Youth swimming integrates college coaches at the Olympic and Junior Olympic levels, but swimming is straightforward enough that there is less of a need for back channels and chicanery, as compared to other collegiate sports recruiting top athletes.

Jack Hallahan, publisher of USA Swimming partner magazine Swimming World, described Olympic trials in Indianapolis as ‘swim-a-palooza’. Lucas Oil Stadium averaged over 17,000 fans in the stands, feeling more like a three-day festival than a gritty preliminary contest while peaking at 23,000 fans on the final day.

Those stunning crowds sprang to their feet when star swimmers Gretchen Walsh and Regan Smith broke World Records at the Olympic Trials. Both received standing ovations upon exiting the pool, with competitors and collegiate teammates hugging them excitedly.

Building a Top Program

Jack Spitser
Jack Spitser

On display at Olympic trials was the shifting landscape of college swim, with historic programs falling off and more recent entrants into the elite tier snatching their place.

“I would have never in my entire life thought Virginia would produce the best swimming program in my lifetime,” said Hallahan.

Virginia has been building for a while, leveraging the connectivity that a small world like swim generates. Ella Nelson, a Junior Olympic medalist out of Nashville, committed to Virginia first. That brought friend and high school teammate Alex Walsh to Charlottesville the following year. When it was time for Alex’s younger sister Gretchen Walsh to commit, there only ever seemed to be one place to go.

“They’re going to get exposed to college coaches a lot earlier than other sports. Not that anyone is breaking the rules but the connections are getting built at national or junior national level,” said Keith. “There is in- person recruiting, but a swim time is a swim time.

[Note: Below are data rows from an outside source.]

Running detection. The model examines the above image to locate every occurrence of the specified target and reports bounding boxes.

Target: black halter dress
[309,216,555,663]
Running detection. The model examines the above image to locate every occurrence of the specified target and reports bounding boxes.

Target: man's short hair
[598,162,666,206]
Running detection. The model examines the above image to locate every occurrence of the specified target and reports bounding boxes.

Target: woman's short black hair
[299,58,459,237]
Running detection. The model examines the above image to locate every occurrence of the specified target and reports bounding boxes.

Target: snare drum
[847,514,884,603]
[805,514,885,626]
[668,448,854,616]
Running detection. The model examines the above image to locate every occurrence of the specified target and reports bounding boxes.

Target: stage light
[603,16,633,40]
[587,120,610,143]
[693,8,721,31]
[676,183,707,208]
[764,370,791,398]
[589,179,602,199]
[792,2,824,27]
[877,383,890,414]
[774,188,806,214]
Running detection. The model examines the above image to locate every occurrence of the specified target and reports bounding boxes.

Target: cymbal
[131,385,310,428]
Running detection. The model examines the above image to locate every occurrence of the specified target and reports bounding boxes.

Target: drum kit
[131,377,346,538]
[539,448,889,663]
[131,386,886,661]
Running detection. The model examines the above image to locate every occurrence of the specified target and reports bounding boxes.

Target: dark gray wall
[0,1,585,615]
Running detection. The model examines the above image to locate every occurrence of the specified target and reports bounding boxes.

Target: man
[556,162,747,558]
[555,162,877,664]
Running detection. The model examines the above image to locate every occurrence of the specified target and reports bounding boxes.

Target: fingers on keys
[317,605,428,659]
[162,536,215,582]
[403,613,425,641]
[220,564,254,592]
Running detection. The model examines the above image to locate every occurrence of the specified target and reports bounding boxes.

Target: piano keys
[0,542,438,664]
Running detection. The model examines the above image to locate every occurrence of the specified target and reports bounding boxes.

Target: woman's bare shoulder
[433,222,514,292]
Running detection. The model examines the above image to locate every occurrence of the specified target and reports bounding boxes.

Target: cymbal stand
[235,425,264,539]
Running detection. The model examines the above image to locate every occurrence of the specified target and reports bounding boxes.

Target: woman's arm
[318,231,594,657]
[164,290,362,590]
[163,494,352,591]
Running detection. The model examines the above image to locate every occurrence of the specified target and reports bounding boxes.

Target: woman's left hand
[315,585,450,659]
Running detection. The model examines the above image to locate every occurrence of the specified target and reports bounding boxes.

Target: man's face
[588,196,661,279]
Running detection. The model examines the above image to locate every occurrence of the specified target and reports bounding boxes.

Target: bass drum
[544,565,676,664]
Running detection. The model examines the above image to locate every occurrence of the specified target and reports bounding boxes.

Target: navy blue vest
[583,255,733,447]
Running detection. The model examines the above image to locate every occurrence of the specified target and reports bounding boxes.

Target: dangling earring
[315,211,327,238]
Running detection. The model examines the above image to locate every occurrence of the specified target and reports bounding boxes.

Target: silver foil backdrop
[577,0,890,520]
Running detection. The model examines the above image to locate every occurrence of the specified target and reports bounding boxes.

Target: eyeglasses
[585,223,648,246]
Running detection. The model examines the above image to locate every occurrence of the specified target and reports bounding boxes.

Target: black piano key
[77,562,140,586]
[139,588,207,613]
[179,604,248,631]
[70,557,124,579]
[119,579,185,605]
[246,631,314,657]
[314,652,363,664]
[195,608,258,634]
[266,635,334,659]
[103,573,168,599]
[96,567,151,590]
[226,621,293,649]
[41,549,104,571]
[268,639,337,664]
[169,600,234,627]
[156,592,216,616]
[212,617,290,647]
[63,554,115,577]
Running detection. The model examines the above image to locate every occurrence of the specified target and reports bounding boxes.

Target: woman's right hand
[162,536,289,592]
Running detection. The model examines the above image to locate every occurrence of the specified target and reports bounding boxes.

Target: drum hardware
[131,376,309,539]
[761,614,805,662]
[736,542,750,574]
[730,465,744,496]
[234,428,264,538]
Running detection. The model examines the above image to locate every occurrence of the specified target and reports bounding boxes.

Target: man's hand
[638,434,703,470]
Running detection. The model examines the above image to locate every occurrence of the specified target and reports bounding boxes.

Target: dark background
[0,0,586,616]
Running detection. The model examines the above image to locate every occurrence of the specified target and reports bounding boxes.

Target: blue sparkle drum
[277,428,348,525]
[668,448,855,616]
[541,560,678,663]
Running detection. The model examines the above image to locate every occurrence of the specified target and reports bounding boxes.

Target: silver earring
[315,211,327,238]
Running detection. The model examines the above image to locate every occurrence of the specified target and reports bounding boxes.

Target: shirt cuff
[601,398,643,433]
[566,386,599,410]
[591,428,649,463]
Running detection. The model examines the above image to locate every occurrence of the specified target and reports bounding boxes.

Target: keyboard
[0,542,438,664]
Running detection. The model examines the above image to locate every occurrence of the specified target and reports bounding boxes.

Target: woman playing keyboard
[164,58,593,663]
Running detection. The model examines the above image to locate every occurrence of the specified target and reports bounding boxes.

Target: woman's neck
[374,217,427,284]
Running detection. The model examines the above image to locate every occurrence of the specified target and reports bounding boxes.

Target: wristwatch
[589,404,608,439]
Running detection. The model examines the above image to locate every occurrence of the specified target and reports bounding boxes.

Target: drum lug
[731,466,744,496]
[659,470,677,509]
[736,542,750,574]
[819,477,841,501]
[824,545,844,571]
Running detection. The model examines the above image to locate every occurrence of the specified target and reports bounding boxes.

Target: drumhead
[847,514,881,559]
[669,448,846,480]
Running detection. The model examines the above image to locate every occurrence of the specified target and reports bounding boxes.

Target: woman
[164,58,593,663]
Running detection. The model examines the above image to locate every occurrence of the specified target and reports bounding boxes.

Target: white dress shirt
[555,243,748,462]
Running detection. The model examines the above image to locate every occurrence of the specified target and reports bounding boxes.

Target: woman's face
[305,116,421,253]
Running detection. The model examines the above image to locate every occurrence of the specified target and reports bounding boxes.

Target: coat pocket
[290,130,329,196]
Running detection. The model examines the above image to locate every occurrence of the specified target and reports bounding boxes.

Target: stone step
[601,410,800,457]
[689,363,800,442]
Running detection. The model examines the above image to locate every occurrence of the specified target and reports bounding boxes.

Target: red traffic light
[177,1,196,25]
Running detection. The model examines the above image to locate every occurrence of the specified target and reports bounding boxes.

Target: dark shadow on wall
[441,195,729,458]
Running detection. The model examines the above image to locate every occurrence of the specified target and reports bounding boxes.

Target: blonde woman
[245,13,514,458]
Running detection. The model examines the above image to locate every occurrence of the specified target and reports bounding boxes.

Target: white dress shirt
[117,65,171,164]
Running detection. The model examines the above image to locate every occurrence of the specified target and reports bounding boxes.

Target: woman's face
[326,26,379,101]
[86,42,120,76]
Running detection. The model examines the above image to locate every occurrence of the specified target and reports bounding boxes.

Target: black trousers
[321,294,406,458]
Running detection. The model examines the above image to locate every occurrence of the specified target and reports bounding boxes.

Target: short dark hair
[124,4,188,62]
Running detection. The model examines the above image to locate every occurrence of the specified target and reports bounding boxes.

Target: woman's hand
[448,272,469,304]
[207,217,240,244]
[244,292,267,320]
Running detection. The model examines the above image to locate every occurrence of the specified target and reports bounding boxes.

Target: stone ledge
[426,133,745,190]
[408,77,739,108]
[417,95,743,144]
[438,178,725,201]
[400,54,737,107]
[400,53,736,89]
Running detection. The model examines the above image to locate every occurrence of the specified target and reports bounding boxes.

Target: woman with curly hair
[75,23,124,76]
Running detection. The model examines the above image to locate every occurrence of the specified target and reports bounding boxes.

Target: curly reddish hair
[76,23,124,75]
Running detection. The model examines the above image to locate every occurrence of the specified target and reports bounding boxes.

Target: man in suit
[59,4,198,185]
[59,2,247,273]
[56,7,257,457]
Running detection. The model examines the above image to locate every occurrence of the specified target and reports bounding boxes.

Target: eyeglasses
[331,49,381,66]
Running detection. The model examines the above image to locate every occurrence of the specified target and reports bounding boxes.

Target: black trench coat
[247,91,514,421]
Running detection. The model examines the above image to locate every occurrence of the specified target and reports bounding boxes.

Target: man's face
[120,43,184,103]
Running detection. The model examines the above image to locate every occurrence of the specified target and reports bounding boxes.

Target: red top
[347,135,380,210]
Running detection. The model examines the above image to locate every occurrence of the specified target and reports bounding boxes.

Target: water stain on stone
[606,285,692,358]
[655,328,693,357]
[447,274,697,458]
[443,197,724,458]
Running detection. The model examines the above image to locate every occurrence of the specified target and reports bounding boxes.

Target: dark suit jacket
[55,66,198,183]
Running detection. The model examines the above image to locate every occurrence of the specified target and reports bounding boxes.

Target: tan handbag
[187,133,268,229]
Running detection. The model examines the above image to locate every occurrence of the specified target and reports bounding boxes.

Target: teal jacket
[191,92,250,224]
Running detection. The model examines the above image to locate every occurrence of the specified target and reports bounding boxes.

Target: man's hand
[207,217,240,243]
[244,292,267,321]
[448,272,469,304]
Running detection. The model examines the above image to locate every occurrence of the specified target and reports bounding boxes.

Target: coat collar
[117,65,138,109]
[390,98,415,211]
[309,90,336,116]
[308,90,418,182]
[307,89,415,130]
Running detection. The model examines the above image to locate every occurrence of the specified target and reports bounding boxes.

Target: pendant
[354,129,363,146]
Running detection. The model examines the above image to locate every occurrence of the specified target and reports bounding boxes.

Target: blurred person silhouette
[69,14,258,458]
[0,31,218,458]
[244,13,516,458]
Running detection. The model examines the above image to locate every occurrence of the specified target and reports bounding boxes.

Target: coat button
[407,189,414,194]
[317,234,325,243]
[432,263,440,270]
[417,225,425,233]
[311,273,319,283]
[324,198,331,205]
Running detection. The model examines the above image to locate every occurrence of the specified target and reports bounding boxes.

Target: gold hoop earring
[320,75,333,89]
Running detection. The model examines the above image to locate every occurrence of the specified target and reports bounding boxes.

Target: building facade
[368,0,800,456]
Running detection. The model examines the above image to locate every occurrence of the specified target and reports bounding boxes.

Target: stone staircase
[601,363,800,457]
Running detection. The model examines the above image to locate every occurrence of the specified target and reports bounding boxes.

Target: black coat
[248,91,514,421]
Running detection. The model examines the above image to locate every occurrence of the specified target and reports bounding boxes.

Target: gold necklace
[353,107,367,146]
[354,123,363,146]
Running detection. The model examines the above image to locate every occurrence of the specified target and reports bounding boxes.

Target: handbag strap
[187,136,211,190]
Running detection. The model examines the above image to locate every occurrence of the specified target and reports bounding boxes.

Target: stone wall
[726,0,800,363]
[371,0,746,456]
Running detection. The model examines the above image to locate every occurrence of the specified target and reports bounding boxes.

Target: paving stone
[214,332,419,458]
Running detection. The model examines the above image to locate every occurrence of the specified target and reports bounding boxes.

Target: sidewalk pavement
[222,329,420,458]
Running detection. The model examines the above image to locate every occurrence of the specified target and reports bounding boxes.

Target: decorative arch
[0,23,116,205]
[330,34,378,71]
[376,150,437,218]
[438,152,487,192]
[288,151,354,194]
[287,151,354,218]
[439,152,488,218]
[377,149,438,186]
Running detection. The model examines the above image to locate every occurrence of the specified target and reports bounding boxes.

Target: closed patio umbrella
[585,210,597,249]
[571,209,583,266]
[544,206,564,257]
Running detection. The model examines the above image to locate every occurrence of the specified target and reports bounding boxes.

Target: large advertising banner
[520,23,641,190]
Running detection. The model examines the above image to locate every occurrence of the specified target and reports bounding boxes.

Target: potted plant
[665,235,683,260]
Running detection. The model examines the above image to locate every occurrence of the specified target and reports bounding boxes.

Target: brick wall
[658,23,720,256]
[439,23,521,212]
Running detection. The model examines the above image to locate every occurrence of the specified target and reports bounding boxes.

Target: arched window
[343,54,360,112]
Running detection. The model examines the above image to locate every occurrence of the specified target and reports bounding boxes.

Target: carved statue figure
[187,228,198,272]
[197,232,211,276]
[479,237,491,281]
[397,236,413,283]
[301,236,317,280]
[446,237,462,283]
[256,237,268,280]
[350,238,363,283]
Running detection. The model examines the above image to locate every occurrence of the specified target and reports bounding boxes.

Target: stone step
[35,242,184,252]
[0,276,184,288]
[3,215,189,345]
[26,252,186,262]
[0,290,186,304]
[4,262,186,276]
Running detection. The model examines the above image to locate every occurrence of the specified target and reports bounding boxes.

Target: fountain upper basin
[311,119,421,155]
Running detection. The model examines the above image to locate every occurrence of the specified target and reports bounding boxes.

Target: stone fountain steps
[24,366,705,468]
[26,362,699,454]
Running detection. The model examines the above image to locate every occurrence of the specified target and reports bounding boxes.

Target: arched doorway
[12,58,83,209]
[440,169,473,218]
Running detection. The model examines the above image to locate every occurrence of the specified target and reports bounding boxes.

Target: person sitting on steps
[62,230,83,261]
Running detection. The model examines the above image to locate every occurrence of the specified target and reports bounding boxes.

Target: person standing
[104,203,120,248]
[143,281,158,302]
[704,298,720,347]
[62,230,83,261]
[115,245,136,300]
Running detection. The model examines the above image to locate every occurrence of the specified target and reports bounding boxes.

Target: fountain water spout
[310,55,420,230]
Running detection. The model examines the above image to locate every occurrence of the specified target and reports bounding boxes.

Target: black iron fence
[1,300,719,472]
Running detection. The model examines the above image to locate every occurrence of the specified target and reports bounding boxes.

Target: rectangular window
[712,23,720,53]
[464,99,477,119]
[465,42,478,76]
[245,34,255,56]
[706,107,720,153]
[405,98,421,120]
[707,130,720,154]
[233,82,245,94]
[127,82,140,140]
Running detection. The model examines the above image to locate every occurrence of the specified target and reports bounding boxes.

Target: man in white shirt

You can learn just as much from watching a swim on video as you can in person.”

Recruiting is less simple than ever before, as the NCAA change of recruitment’s opening date from July 1 before the senior year to a standardized June 15 after their sophomore year makes it so swimmers and their families want to commit and sign earlier and earlier in the process. For swim recruiters on the men’s and women’s side, according to Greg Earhart, the change has been disastrous.

“Any college coach would give five years of their career back to change recruiting back until waiting for the senior year,” said Earhart. “[The athletes are] more developed and better able to make a decision, and the school is more able to accurately evaluate the kid”

Coaches recruit for their system, athletes choose the best fit for their Olympic dreams, and schools get to tout international gold. The system is consistently described as a Wild West, but the Wild West is working out for some.

Virginia now has the momentum to secure key commitments and draw transfers from other high-quality Olympic athletes. Claire Curzan was swimming for power-house Stanford until she hopped in the portal to join her Olympic teammates in Virginia. It’s not enough to get Olympic level commitments, those athletes must be re-recruited into staying.

John Lohn is the current editor-in-chief of Swimming World and gets an exciting inside perspective from their Olympic trials coverage.

“The women’s team representing the United States is as stacked a team as there’s been for the last few Olympiads,” said Lohn.

As the stars of American swimming head off to Paris to attempt to dominate the competition again, seeing the universities they’re enrolled in next to their names reminds fans that these amazing swimmers are out there more than once every four years.

You may even see the Olympians return and jump right back into the pool, attempting to win a national championship to pair with their olympic gold. If they don’t, folks who enjoy swimming can still give the next crop a chance and potentially see the next generation of Olympic talent.

“This Olympics here, there will be several college swimmers that I hope take the time to find the place they need to be in after the Paris Olympics. ” Said Lohn. “I want them to take the necessary break for their mental health [...]. [Swimming] really is a constant lonely grind. I really hope the mental aspect is considered.”